A obra de Che não é um sistema fechado, uma doutrina ou discurso acabado com respostas para tudo: sobre várias questões – a democracia socialista, a luta contra a burocracia –, sua reflexão ficou incompleta e inacabada, porque foi interrompida pela morte, em 1967. Mas, a esse respeito, Martínez Heredia tem razão quando ressalta: “A incompletude do pensamento de Che […] chega a ter aspectos positivos. O grande pensador está ali, apontando problemas e caminhos […], exigindo de seus camaradas que reflitam, que estudem, que combinem prática e teoria. Quando se assume, efetivamente, seu pensamento, torna-se impossível transformá-lo em dogma, em um […] bastião especulativo […] de frases [feitas] e receitas [prontas]”.2
Num primeiro momento (1960-1962), ele colocou muitas esperanças nos “países irmãos” do “socialismo real”. Depois de ir algumas vezes à ex-URSS e outros países do Leste Europeu, e vivenciar os primeiros anos de transição para o socialismo em Cuba, ele se mostrou cada vez mais crítico. Suas divergências foram expressas publicamente em mais de uma ocasião, em especial no famoso “discurso de Argel”, em 1965. Mas já desde 1963-1964, por ocasião do grande debate econômico em Cuba, ele manifestava uma tentativa de abordagem original do socialismo.
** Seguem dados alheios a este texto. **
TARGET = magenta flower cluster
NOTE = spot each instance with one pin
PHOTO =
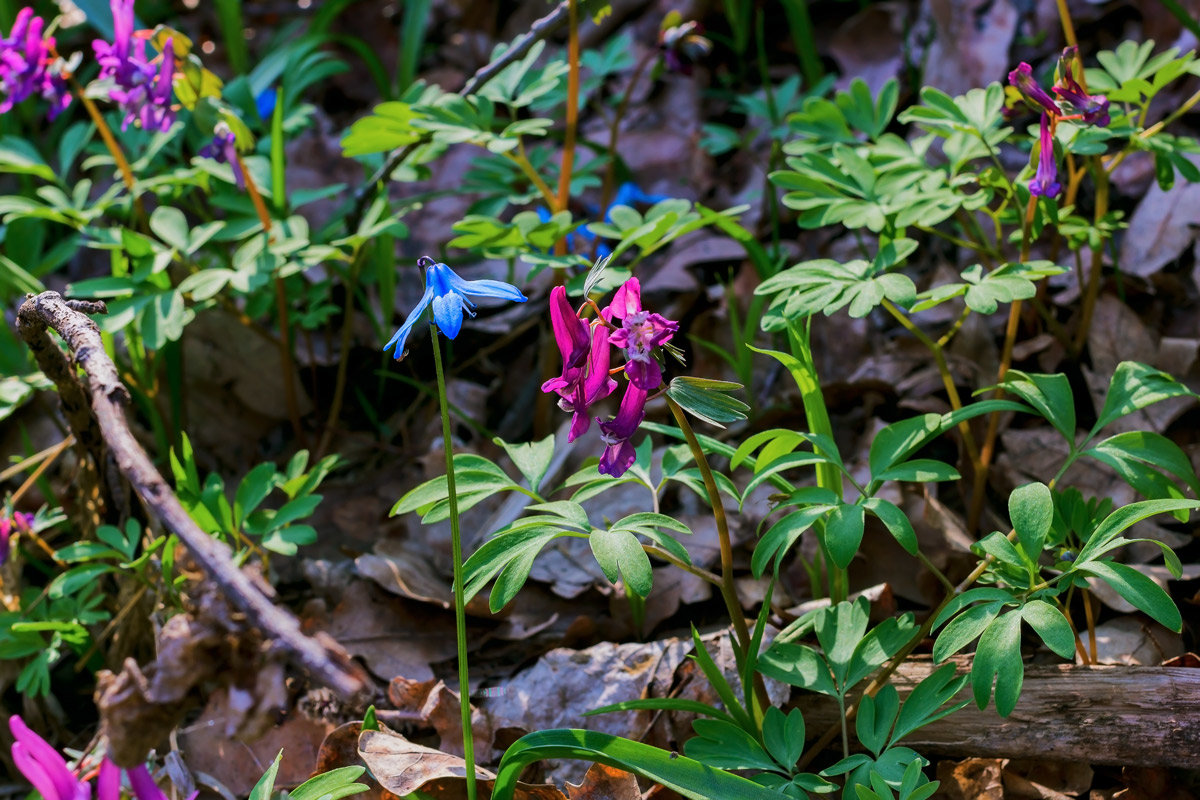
(29, 66)
(48, 771)
(587, 378)
(141, 89)
(1072, 103)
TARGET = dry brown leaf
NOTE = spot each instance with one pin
(1044, 780)
(403, 768)
(604, 782)
(973, 779)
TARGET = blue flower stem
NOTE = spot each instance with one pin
(460, 605)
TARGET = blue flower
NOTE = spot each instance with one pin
(448, 294)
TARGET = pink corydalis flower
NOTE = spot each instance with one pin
(639, 332)
(141, 89)
(45, 767)
(585, 350)
(1045, 180)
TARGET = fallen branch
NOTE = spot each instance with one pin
(1131, 716)
(323, 660)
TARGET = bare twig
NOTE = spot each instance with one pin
(324, 660)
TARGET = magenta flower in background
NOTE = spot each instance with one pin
(1092, 109)
(139, 89)
(28, 66)
(585, 350)
(618, 453)
(45, 767)
(639, 332)
(223, 150)
(1023, 78)
(1045, 180)
(19, 521)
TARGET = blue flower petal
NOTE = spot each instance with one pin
(484, 288)
(448, 313)
(402, 334)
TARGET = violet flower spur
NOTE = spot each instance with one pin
(108, 782)
(618, 453)
(43, 765)
(1023, 78)
(447, 294)
(639, 332)
(1092, 109)
(1045, 180)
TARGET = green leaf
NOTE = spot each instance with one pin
(1049, 395)
(783, 535)
(1051, 626)
(924, 470)
(621, 555)
(1134, 386)
(1140, 590)
(784, 735)
(253, 489)
(1102, 539)
(688, 777)
(77, 578)
(999, 656)
(925, 703)
(708, 400)
(171, 226)
(1152, 449)
(964, 629)
(1031, 510)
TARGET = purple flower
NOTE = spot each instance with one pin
(28, 66)
(618, 453)
(141, 90)
(1023, 78)
(45, 767)
(1045, 180)
(447, 294)
(19, 521)
(639, 334)
(1092, 109)
(223, 150)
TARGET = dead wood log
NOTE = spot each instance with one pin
(323, 659)
(1129, 716)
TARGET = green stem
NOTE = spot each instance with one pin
(460, 605)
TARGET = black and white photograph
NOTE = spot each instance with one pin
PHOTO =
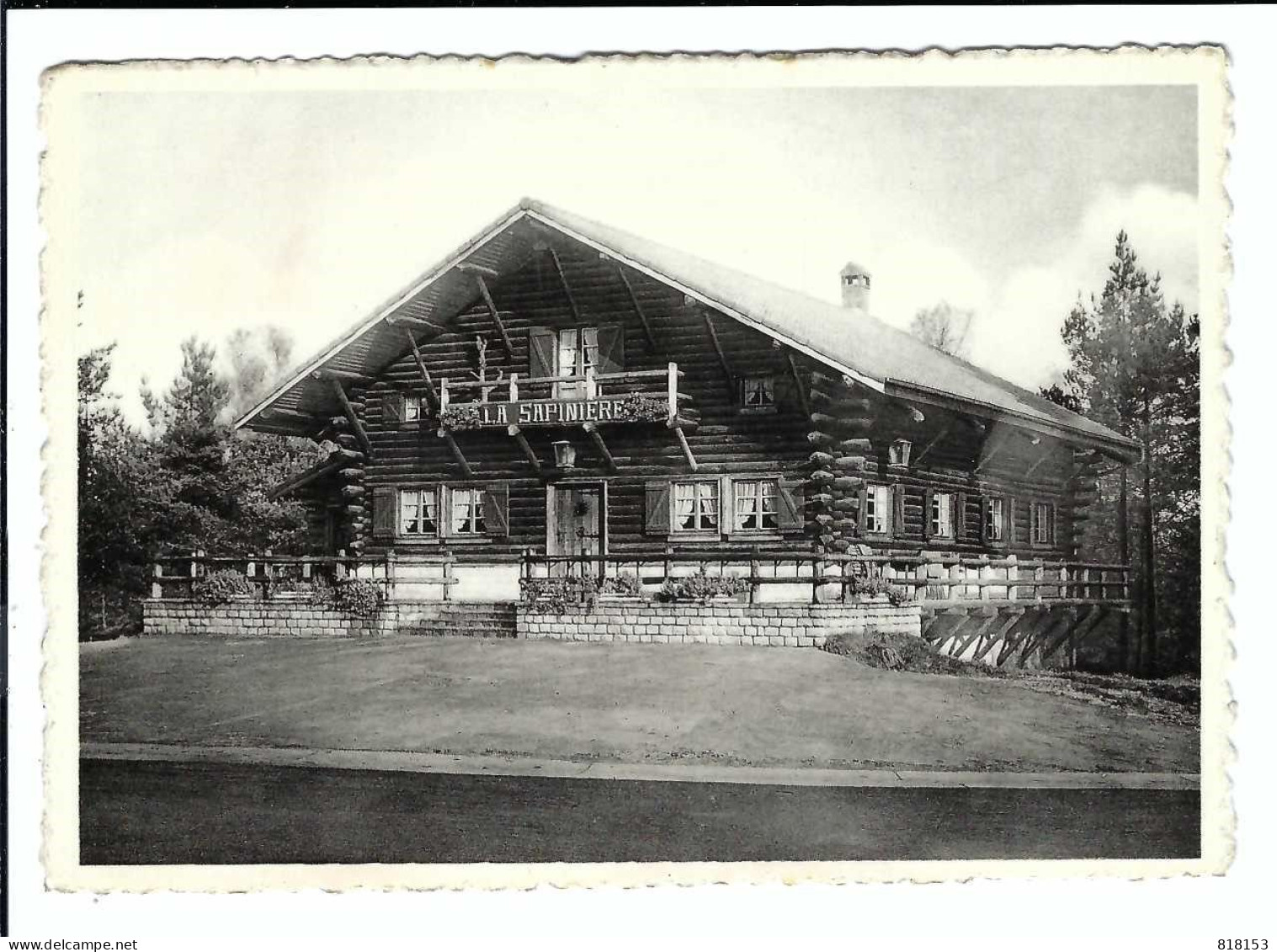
(487, 472)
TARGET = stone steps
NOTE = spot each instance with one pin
(466, 620)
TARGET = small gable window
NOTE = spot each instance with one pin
(412, 407)
(877, 509)
(941, 514)
(758, 393)
(1044, 524)
(995, 519)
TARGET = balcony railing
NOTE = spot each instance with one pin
(938, 581)
(659, 387)
(283, 576)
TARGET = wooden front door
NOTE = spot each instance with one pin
(576, 526)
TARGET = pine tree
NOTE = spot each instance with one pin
(1134, 368)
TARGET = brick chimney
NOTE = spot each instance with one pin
(854, 281)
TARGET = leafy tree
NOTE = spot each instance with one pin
(1134, 366)
(190, 482)
(944, 327)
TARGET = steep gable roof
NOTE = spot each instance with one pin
(854, 343)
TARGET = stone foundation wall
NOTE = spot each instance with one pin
(787, 625)
(256, 618)
(780, 625)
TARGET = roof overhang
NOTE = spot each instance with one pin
(444, 291)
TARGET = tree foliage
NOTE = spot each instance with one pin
(1134, 366)
(187, 482)
(944, 327)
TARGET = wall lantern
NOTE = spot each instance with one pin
(565, 455)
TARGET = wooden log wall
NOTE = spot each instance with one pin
(833, 434)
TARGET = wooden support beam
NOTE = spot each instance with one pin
(456, 453)
(986, 622)
(429, 326)
(931, 444)
(593, 429)
(291, 415)
(798, 386)
(341, 377)
(567, 289)
(471, 269)
(1083, 623)
(351, 417)
(682, 443)
(425, 374)
(1055, 635)
(718, 350)
(525, 445)
(637, 306)
(494, 313)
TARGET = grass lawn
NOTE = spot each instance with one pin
(631, 704)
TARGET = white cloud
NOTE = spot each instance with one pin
(1018, 338)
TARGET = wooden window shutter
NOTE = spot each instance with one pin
(657, 509)
(612, 348)
(541, 343)
(383, 511)
(392, 408)
(790, 504)
(496, 509)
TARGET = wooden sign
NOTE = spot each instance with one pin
(555, 412)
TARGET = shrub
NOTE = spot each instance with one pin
(220, 586)
(876, 585)
(639, 408)
(701, 585)
(358, 596)
(460, 417)
(555, 595)
(625, 583)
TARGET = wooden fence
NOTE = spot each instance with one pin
(936, 580)
(175, 576)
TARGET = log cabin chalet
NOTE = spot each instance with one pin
(562, 392)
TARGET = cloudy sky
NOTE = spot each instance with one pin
(205, 212)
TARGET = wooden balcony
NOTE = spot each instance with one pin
(599, 400)
(936, 581)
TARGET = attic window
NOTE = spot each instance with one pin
(758, 393)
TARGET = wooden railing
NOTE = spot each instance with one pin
(279, 576)
(933, 580)
(659, 386)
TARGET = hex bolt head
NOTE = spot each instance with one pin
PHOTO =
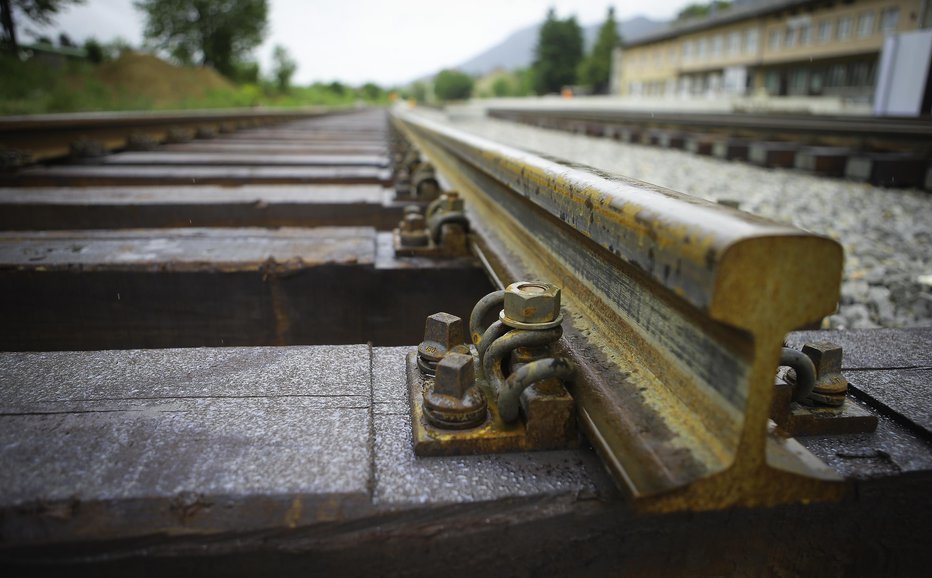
(413, 222)
(453, 401)
(531, 302)
(827, 358)
(452, 203)
(442, 332)
(454, 375)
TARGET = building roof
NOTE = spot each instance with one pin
(735, 13)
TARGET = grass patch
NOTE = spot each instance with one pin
(137, 81)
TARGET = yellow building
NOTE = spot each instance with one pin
(777, 47)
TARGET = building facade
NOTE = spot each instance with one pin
(773, 47)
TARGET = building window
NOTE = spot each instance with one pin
(866, 24)
(888, 19)
(837, 75)
(734, 43)
(844, 27)
(750, 41)
(774, 40)
(825, 31)
(805, 34)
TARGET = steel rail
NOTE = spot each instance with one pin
(48, 136)
(898, 129)
(676, 314)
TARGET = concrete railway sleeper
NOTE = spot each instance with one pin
(222, 376)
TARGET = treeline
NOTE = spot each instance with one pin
(560, 63)
(219, 35)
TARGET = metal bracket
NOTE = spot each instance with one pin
(550, 422)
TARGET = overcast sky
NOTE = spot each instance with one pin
(387, 42)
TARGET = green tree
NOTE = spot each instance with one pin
(452, 85)
(94, 51)
(214, 33)
(283, 68)
(702, 10)
(558, 53)
(371, 92)
(419, 91)
(596, 69)
(35, 11)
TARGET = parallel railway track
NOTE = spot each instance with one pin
(205, 365)
(892, 152)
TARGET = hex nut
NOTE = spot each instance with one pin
(531, 303)
(413, 222)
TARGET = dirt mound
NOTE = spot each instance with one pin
(149, 78)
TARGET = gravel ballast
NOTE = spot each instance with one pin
(886, 233)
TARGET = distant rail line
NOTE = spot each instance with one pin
(890, 152)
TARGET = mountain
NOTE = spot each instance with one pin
(517, 51)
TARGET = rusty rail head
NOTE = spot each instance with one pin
(42, 137)
(677, 310)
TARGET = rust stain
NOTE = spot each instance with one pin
(293, 514)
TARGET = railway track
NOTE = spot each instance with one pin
(209, 364)
(890, 152)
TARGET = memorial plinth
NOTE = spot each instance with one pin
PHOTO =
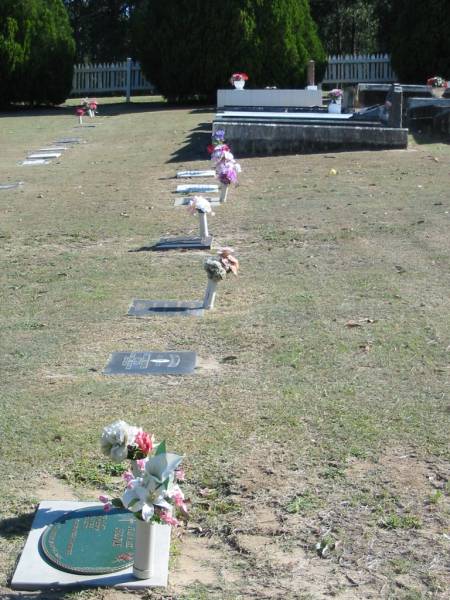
(36, 572)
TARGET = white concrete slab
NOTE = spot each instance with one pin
(229, 114)
(44, 155)
(34, 573)
(197, 187)
(188, 174)
(213, 200)
(29, 163)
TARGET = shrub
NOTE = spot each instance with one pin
(36, 52)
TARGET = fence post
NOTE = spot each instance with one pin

Esse debate opôs então os partidários de uma espécie de “socialismo de mercado”, com empresas autônomas e rentáveis – como na ex-URSS –, e Che, que defendia um projeto de política econômica centralizado, baseado em critérios sociais, políticos e éticos: mais que gratificações por desempenho e preços determinados pelo mercado, ele propunha que certos bens e serviços passassem a ser gratuitos. Mas nas intervenções de Che uma questão continuava obscura: quem tomaria as decisões econômicas fundamentais? Em outras palavras, como ficava o problema da democracia nesse projeto de política econômica?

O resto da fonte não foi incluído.